The conference itself had a number of aims: to reflect on the HIFA2015 overall mission; to launch the HIFA 2011-2015 Challenge: “Meeting the information needs of mothers and family caregivers”; and to discuss the evaluation programme that HIFA2015 is doing. The day ended with a global web conference.
What are the main messages I took away? First, as speaker after speaker said, it is a shameful fact that in 2011 people are still dying because their healthcare workers don’t have access to the information they need. Second, that there is the will to make this change at a grassroots level but more needs to be done to convince policymakers to pay attention. Third, I was shocked at how few editors and publishers were at this meeting. A count at the beginning of the meeting showed no more than a handful of people representing journals or publishers: some of the few represented were the BMJ (whose Editor, Fiona Godlee, chaired the first session), the Cochrane Collaboration, and PLoS Medicine.
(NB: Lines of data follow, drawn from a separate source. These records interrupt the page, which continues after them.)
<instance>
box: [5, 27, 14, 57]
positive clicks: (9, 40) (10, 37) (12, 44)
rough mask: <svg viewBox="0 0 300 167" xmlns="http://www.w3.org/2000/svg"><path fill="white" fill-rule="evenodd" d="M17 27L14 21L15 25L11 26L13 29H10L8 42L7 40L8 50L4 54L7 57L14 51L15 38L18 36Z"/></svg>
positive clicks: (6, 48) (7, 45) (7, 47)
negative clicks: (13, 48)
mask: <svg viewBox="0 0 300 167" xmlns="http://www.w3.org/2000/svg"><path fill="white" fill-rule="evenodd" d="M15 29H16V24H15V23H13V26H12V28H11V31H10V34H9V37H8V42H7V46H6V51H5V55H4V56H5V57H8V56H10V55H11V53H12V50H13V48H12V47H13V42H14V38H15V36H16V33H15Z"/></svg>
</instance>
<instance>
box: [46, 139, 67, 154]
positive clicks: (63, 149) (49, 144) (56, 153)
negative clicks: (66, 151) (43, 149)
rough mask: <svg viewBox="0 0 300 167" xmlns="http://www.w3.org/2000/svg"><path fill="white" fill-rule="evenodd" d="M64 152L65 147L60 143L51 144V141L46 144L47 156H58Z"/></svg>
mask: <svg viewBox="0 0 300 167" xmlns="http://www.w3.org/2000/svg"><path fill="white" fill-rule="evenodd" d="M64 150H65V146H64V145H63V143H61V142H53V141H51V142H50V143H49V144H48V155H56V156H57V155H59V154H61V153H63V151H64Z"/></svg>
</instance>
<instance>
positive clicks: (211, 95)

The conference flyer had this quote from Tikki Pang, Muir Gray, and Tim Evans back in 2006:
“The challenge is to ensure that everyone in the world can have access to clean, clear [health] knowledge – a basic human right, and a public health need as important as access to clean, clear water, and much more easily achievable.”
Five years after this was written, and at a time when information can be shared more easily than ever, it’s time that providing health information to all became a global priority.